Several students have entered the church or are exploring converting to Christianity, Kuth says.
On Monday evenings during the school year, even if a holiday falls on a Monday, the doors of Joseph House are open for students. They gather for a home-cooked meal and conversation. The church is located within walking distance from the McKendree campus.
Sharon Sullivan from Corpus Christi and Donna Weil from St. Joseph coordinate with volunteers who sign up to provide dinner, including entrée, veggies, sides, dessert and more, every Monday, from 5 to 7 p.m., during the school year.
“The students help themselves to the food and gather around a large table, squeezing in to fit as many as possible,” Kuth says. “Some are meeting other students for the first time, or they are getting to know others from different sports.”
After the meal, they clean up and take out the trash, like they would do at home, Kuth adds. Leftovers, when they have them, are frozen as reserved meals for future dinners or sent home with the students.
And sometimes the students cook the meals, preparing dishes from their home countries.

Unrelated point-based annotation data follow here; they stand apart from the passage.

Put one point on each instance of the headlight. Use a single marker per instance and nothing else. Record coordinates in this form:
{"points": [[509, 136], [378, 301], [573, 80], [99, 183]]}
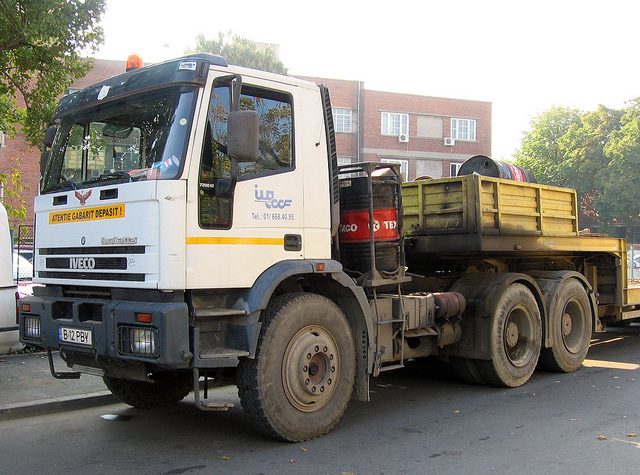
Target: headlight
{"points": [[137, 341], [30, 327]]}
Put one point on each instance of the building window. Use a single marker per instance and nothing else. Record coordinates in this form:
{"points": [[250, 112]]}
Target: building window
{"points": [[395, 124], [454, 168], [463, 129], [342, 120], [404, 166], [345, 161]]}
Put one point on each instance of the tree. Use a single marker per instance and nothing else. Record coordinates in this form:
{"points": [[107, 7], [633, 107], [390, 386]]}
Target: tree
{"points": [[40, 46], [620, 197], [542, 152], [241, 51], [596, 152]]}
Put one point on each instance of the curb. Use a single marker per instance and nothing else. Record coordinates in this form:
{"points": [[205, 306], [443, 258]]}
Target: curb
{"points": [[54, 405]]}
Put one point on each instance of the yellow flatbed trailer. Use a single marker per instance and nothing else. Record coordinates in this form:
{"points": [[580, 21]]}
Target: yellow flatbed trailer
{"points": [[479, 224]]}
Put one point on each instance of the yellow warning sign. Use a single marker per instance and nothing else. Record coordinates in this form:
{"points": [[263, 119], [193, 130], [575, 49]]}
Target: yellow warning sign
{"points": [[87, 214]]}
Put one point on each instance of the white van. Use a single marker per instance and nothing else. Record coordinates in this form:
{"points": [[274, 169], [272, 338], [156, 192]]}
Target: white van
{"points": [[8, 291]]}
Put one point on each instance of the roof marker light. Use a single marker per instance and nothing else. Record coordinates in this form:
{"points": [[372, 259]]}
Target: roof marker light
{"points": [[134, 61]]}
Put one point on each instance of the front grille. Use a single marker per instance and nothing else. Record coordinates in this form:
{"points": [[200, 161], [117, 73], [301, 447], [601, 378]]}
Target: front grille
{"points": [[100, 263], [92, 276], [57, 251]]}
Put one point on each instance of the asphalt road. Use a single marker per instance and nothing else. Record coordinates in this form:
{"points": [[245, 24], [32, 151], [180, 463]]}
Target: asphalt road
{"points": [[420, 420]]}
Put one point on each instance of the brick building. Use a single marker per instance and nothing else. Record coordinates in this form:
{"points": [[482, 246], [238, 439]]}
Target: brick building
{"points": [[427, 136]]}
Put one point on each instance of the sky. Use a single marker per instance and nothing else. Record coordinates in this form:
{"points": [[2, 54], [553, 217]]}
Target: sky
{"points": [[523, 56]]}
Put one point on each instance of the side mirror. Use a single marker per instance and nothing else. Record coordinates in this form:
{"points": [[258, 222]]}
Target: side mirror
{"points": [[243, 135], [49, 135]]}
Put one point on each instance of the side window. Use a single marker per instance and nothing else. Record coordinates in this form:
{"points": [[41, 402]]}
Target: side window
{"points": [[275, 148]]}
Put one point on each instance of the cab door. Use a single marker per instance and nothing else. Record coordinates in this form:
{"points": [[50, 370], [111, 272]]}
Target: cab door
{"points": [[232, 239]]}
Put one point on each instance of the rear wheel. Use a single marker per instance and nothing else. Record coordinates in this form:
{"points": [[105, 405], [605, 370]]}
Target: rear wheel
{"points": [[299, 383], [167, 389], [515, 338], [571, 329]]}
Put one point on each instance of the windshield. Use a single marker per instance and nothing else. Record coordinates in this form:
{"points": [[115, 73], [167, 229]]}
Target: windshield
{"points": [[141, 137]]}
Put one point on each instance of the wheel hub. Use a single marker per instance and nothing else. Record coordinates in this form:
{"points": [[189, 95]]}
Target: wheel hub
{"points": [[310, 368], [567, 324], [512, 334]]}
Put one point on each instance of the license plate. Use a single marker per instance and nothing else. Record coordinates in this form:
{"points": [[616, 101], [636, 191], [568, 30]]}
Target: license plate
{"points": [[76, 336]]}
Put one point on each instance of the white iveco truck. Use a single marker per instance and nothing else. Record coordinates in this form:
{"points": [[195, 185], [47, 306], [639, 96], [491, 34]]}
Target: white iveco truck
{"points": [[193, 225]]}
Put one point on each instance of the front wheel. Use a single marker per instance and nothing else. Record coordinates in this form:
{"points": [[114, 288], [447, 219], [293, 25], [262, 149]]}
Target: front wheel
{"points": [[299, 383], [515, 338]]}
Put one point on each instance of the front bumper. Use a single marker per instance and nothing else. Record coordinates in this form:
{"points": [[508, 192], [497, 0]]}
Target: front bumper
{"points": [[109, 330]]}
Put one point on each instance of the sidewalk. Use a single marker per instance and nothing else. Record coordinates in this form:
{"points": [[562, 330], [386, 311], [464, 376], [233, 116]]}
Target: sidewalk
{"points": [[28, 389]]}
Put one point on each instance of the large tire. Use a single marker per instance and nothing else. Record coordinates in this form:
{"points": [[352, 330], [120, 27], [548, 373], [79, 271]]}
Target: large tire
{"points": [[467, 370], [570, 327], [515, 338], [167, 389], [299, 383]]}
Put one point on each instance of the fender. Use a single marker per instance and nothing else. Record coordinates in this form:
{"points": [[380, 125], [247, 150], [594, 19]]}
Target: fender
{"points": [[350, 298]]}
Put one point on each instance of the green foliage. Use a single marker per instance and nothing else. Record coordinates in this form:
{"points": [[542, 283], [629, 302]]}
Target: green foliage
{"points": [[240, 51], [542, 152], [40, 43], [596, 152], [12, 188]]}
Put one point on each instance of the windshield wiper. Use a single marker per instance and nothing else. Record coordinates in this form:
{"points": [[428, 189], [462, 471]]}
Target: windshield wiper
{"points": [[108, 177], [62, 186]]}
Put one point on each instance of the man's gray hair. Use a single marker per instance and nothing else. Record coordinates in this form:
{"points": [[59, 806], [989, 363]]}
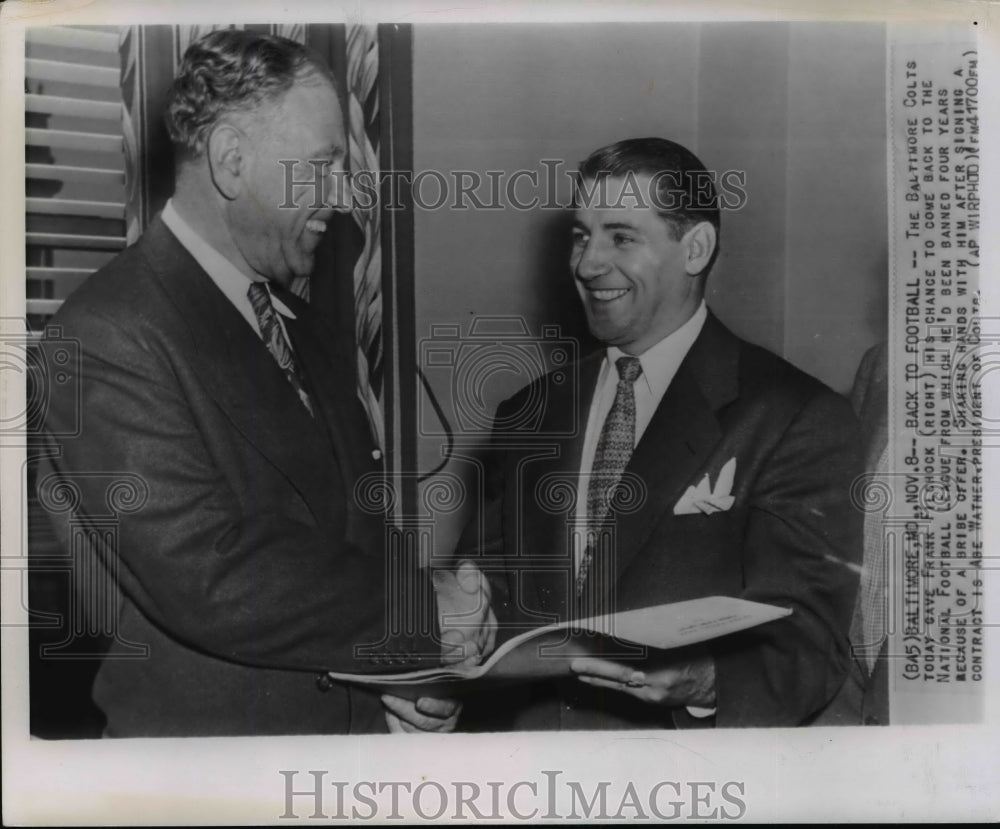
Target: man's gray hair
{"points": [[232, 70]]}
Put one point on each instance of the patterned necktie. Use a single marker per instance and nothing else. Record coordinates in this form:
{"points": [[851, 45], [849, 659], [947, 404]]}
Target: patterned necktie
{"points": [[614, 448], [274, 338]]}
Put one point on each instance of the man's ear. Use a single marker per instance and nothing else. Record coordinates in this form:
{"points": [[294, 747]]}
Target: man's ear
{"points": [[699, 242], [226, 152]]}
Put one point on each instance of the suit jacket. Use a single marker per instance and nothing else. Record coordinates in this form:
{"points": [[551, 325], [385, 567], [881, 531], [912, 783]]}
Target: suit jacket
{"points": [[790, 538], [250, 568]]}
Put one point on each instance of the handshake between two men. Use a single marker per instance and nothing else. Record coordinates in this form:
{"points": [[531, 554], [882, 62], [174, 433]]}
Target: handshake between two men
{"points": [[468, 634], [468, 627]]}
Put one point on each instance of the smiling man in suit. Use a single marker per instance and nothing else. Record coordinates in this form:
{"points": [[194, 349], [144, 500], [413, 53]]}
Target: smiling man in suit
{"points": [[701, 464], [250, 569]]}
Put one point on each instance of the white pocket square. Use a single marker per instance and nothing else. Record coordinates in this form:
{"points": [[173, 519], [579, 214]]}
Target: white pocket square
{"points": [[702, 498]]}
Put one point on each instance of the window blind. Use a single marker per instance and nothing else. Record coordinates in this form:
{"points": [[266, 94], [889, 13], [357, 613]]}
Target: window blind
{"points": [[75, 167]]}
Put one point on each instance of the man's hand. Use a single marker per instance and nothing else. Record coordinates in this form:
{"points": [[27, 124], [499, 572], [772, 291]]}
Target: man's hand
{"points": [[468, 624], [688, 682], [427, 714]]}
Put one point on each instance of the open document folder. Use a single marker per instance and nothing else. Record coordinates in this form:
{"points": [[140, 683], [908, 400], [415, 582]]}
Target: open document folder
{"points": [[546, 652]]}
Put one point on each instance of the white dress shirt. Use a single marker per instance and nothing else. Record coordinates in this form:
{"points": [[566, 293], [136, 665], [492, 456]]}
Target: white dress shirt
{"points": [[227, 277], [659, 365]]}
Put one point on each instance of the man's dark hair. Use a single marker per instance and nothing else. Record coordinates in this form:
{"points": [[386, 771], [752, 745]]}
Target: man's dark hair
{"points": [[684, 192], [231, 70]]}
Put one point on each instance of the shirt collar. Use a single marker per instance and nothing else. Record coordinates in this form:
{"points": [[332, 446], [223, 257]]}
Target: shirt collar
{"points": [[227, 277], [660, 363]]}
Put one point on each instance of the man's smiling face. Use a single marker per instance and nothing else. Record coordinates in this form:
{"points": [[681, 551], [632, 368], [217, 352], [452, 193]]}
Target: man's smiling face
{"points": [[277, 239], [631, 272]]}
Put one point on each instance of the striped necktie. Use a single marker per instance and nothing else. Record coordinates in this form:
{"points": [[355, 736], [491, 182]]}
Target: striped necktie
{"points": [[274, 338], [614, 448]]}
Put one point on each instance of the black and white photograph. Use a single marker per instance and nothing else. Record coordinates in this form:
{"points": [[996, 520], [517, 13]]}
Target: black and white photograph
{"points": [[493, 416]]}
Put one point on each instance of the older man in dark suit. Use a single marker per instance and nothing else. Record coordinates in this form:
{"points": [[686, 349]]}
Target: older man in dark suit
{"points": [[250, 570], [732, 467]]}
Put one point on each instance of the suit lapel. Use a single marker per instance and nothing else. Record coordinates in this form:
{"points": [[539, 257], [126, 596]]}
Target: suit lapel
{"points": [[240, 374], [336, 400], [680, 437]]}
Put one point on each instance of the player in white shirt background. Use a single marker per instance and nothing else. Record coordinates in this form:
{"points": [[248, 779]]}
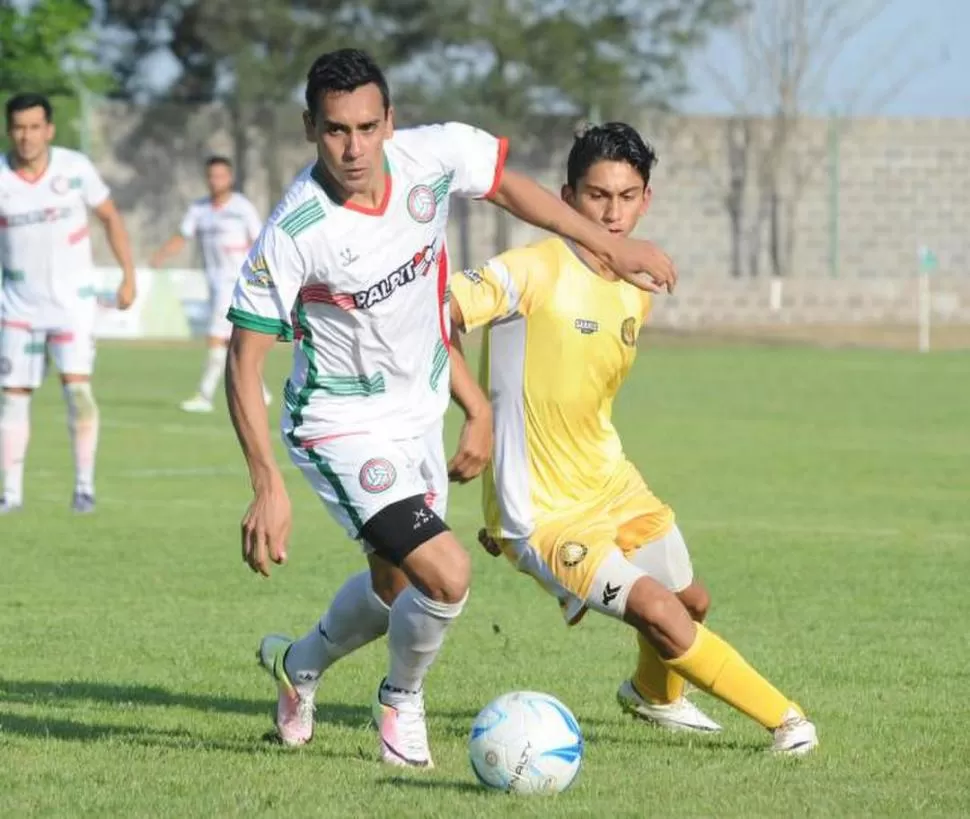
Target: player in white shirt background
{"points": [[50, 288], [352, 263], [225, 224]]}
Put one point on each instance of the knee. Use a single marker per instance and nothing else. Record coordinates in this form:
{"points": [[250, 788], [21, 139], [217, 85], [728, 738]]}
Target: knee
{"points": [[697, 601], [449, 579]]}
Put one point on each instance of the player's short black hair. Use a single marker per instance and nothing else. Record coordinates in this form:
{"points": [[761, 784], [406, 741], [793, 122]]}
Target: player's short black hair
{"points": [[613, 142], [346, 69], [24, 102], [218, 159]]}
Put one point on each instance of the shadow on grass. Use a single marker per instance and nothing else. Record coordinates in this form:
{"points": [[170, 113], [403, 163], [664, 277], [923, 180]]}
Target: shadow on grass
{"points": [[42, 728], [42, 692]]}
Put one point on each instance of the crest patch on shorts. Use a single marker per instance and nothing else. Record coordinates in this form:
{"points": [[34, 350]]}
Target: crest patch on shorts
{"points": [[571, 554], [628, 331], [377, 475]]}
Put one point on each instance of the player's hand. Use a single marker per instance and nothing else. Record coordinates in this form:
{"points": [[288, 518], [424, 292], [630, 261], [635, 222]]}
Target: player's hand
{"points": [[266, 527], [488, 543], [126, 294], [644, 265], [474, 447]]}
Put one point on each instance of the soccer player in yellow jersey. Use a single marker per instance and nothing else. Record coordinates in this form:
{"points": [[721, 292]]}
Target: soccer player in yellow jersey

“With so many students from other countries, this meal gives them the opportunity to talk about home and share their customs,” Wilkes-Null says.
She adds, “During the meal, we feed them spiritually as well. We have a weekly spiritual question from a holy book to talk about around the table.”
The chaplain interns at McKendree participate each week and help to lead these discussions. Most are recipients of Bothwell Scholarships or the Clarence O. Wagner Endowed Loan Fund and must perform community service hours.
The rectory also offers a quiet, meditative place where the students can study, use Wi-Fi and visit. In the future, they want to offer more ways to connect, for those interested, such as adoration, bible studies and other faith sharing opportunities.
Kuth shares that many of the volunteers who prepare and attend the meals can’t wait to come back and volunteer again, because of what they get from the students. Some are parents of college-aged students attending other universities, and they want a connection with students.
“Offering the safe place for college students is touching, especially for a mom like myself,” Kuth says.
Everything offered at Joseph House is possible because of donations. They are especially grateful for the CSMA Fund for Ministry grant.